IMPUTED = os.path.join(os.getcwd(), 'data_epi', 'schic_imputed')
os.makedirs(IMPUTED, exist_ok=True)
shic.impute_cells(adata, out_dir=IMPUTED, pad=1, rwr_alpha=0.05, top_pct=0.05, progress=False)

fig, ax = shic.plot_cell_contacts(adata, cell_id=demo, chromosome='chr1',
                                  use_imputed=True, log=False, figsize=(4.5, 4))
ax.set_title(f'{demo} - imputed (chr1)')
plt.show()

../_images/d1873fb627fb20f19166bfc3440199394819fa517c9c04c1ff02f0a7a1b7a66a.png

3 · Cell embedding coloured by cell-cycle phase#

ov.epi.single.hic.embedding flattens each imputed cell into a feature vector and runs PCA. Adding a UMAP on top, the cells order by cell-cycle phase — the dominant axis of variation in mES scHi-C — recapitulating the Nagano 2017 result.

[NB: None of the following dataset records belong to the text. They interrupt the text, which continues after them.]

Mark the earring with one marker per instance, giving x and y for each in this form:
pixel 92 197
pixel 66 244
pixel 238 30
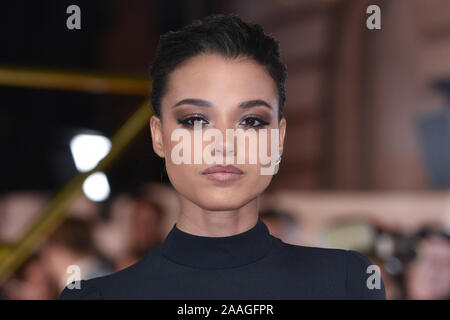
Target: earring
pixel 278 161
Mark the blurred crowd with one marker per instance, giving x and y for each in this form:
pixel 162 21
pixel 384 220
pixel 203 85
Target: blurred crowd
pixel 108 237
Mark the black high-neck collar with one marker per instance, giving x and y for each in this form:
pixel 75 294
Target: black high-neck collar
pixel 217 252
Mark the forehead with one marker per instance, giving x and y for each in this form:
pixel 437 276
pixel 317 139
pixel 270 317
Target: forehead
pixel 220 80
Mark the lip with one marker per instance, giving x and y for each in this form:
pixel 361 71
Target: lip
pixel 223 173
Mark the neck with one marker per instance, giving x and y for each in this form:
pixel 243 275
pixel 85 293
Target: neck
pixel 217 223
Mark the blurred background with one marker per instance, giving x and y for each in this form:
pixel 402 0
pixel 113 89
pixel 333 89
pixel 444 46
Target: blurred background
pixel 367 155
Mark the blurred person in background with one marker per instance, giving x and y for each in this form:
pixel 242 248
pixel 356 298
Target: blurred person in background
pixel 71 244
pixel 427 276
pixel 281 224
pixel 145 231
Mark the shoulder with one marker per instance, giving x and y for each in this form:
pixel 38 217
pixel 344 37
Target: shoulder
pixel 363 278
pixel 117 285
pixel 350 271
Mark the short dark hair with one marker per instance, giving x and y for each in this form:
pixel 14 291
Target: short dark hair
pixel 226 35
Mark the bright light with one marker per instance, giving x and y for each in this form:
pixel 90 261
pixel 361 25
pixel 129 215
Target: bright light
pixel 96 187
pixel 88 150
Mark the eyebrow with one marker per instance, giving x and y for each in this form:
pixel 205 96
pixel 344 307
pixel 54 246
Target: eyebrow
pixel 205 103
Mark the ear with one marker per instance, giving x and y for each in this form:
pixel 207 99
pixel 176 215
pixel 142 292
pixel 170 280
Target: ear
pixel 282 133
pixel 157 137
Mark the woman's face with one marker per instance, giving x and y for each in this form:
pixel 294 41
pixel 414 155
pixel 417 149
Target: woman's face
pixel 218 93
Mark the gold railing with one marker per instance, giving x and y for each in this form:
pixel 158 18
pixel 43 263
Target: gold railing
pixel 12 256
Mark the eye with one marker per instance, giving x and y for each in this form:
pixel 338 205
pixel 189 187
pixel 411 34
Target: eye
pixel 189 121
pixel 254 122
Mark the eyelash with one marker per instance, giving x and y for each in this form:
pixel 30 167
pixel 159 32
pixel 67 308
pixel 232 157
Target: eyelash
pixel 187 121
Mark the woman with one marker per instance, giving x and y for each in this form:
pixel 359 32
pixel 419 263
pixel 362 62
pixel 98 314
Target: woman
pixel 224 74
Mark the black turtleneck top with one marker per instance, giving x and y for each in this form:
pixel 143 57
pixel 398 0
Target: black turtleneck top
pixel 250 265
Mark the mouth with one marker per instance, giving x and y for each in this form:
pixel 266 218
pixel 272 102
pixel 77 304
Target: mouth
pixel 223 173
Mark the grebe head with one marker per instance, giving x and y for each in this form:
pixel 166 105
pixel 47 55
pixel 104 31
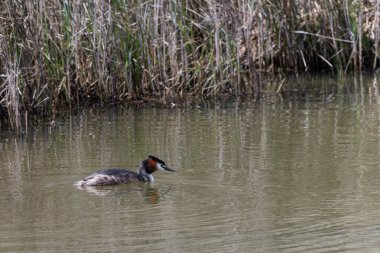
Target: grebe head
pixel 150 165
pixel 153 164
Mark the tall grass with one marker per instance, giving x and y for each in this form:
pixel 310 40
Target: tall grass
pixel 57 54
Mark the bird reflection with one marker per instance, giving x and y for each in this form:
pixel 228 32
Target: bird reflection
pixel 149 193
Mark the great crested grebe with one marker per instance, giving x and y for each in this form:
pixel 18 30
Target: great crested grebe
pixel 122 176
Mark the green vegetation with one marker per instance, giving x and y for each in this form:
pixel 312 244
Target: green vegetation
pixel 57 54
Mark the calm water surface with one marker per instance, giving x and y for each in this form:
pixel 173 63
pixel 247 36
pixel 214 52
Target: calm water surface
pixel 284 177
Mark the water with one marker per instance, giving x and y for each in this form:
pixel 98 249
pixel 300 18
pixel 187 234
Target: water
pixel 267 177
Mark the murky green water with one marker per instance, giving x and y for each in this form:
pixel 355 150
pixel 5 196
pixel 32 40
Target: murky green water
pixel 268 177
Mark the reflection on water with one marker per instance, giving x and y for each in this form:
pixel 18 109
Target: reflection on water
pixel 145 190
pixel 290 176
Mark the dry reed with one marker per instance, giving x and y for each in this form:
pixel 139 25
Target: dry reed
pixel 57 54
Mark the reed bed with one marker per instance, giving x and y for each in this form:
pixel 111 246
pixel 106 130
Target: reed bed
pixel 58 54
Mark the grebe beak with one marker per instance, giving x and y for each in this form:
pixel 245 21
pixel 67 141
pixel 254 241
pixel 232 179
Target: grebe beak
pixel 163 167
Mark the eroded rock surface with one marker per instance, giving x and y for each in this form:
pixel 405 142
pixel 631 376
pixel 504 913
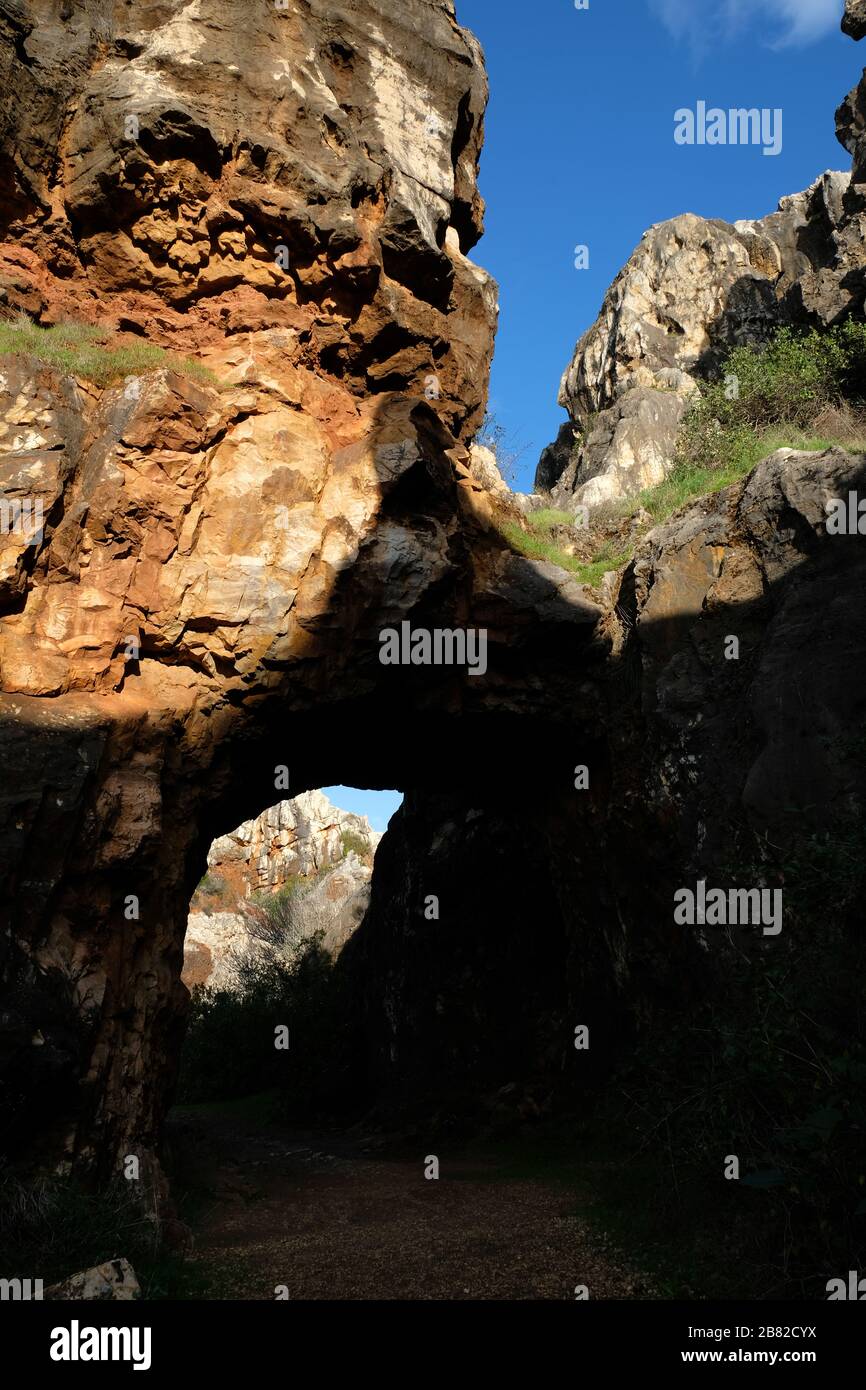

embed = shic.embedding(adata, n_components=20, standardise=True)
print('embedding:', embed.shape)

fig, ax = shic.plot_embedding(embed, basis='X_pca', components=(1, 2), color='group',
                              cmap='tab10', figsize=(5, 4))
ax.set_title('scHi-C PCA - cell-cycle phase')
plt.show()

embedding: (90, 8128)

../_images/65aaf65f0f078e162413183698bc33c693195140812039782a87d5a31ff51241.png

import scanpy as sc
sc.pp.neighbors(embed, n_neighbors=15, use_rep='X_pca')
sc.tl.umap(embed, min_dist=0.4, random_state=0)

fig, ax = shic.plot_embedding(embed, basis='X_umap', components=(1, 2), color='group',
                              cmap='tab10', figsize=(5, 4))
ax.set_title('scHi-C UMAP - cell-cycle phase')
plt.show()

fig, ax = shic.plot_embedding(embed, basis='X_umap', components=(1, 2), color='repli_score',
                              figsize=(5.5, 4))
ax.set_title('scHi-C UMAP - replication score')
plt.show()

computing neighbors
finished: added to `.uns['neighbors']`
    `.obsp['distances']`, distances for each pair of neighbors
    `.obsp['connectivities']`, weighted adjacency matrix (0:00:10)
computing UMAP
finished: added
    'X_umap', UMAP coordinates (adata.obsm)
    'umap', UMAP parameters (adata.uns) (0:00:01)

../_images/d090ea7fecf75fbe55142d230b770f7fb9a96f753a82595b4905880ef163ddad.png

../_images/ebd12d25ef20fcc65826c6c33491521c1a1d973428aeb57f212a76437882df91.png

Summary#

stage	function
load cells from `.scool`	`ov.epi.single.hic.load_scool_cells`
raw / imputed cell matrix	`ov.epi.single.hic.plot_cell_contacts`
imputation	`ov.epi.single.hic.impute_cells`
cell embedding	`ov.epi.single.hic.embedding` + `plot_embedding`

Imputation turns sparse per-cell contact maps into comparable feature vectors, and the resulting embedding recovers cell-cycle structure — the scHi-C analogue of a scRNA/scATAC cell map.